小野田内閣府特命担当大臣記者会見要旨 令和7年10月28日
(令和7年10月28日(火) 8:58~9:10 於:中央合同庁舎8号館1階S106会見室)
1.発言要旨
宇宙政策担当大臣として御報告申し上げます。
10月26日、H3ロケット7号機による新型宇宙ステーション補給機1号機(HTV-X1号機)の打上げが成功いたしました。まずは、打上げに向けて着実に準備を進めてこられたJAXA(国立研究開発法人宇宙航空研究開発機構)や関係企業の皆様、HTV-Xの開発や製造に携われた皆様、御地元の皆様をはじめとする御関係の皆様に心から敬意を表します。おめでとうございます。
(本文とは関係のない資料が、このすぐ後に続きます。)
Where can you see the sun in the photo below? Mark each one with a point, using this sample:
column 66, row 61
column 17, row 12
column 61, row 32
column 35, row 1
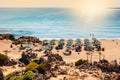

H3ロケットは、我が国宇宙活動の自立性確保と国際競争力強化のために極めて重要な基幹ロケットです。これまでH3ロケットは固体ロケットブースターを2本適用した22形態のみでしたが、今回、ブースターを4本適用した24形態での打上げに初めて成功したということで、H3ロケットの打上げ実績がまた一つ積み上がり、大変喜ばしいと思っております。
また、今回打ち上げられたHTV-Xは、「こうのとり」の後継機として、国際宇宙ステーションへの物資輸送を担いますが、輸送能力が「こうのとり」の約1.5倍に増強され、また、輸送中の物資への電源供給能力も追加されたことから、ユーザーサービスの大きな向上が期待されます。
JAXAにおいて、現在、油井飛行士が滞在するISSに、HTV-X1号機を無事届けることができるよう、引き続き着実にミッションを進めていただきたいと思います。
また、次の打上げ機会は、12月にH3ロケット8号機によるみちびき5号機の打上げが予定されておりまして、打上げに向けて着実な準備が実施されることを期待しております。
続きまして、科学技術政策担当大臣として御報告いたします。
本日、米国のクラツィオス大統領府科学技術政策局長と面会し、「技術繁栄ディールに関する日米間の協力覚書」への署名を行うとともに、両国間の科学技術協力について意見交換を行う予定です。
地政学的な情勢の不安定化や、新興技術が社会に与える影響の拡大が進む中で、AI、量子、フュージョンエネルギー、宇宙といった先端分野において、同盟国である米国や、その他の同志国との間で協力を進めていくことの重要性が増しております。
特にAIに関しては、本年5月に制定したAI法の理念も踏まえ、信頼できるAIエコシステムを構築していく必要があり、この分野において世界トップレベルの技術を有する米国との協力が不可欠であると考えています。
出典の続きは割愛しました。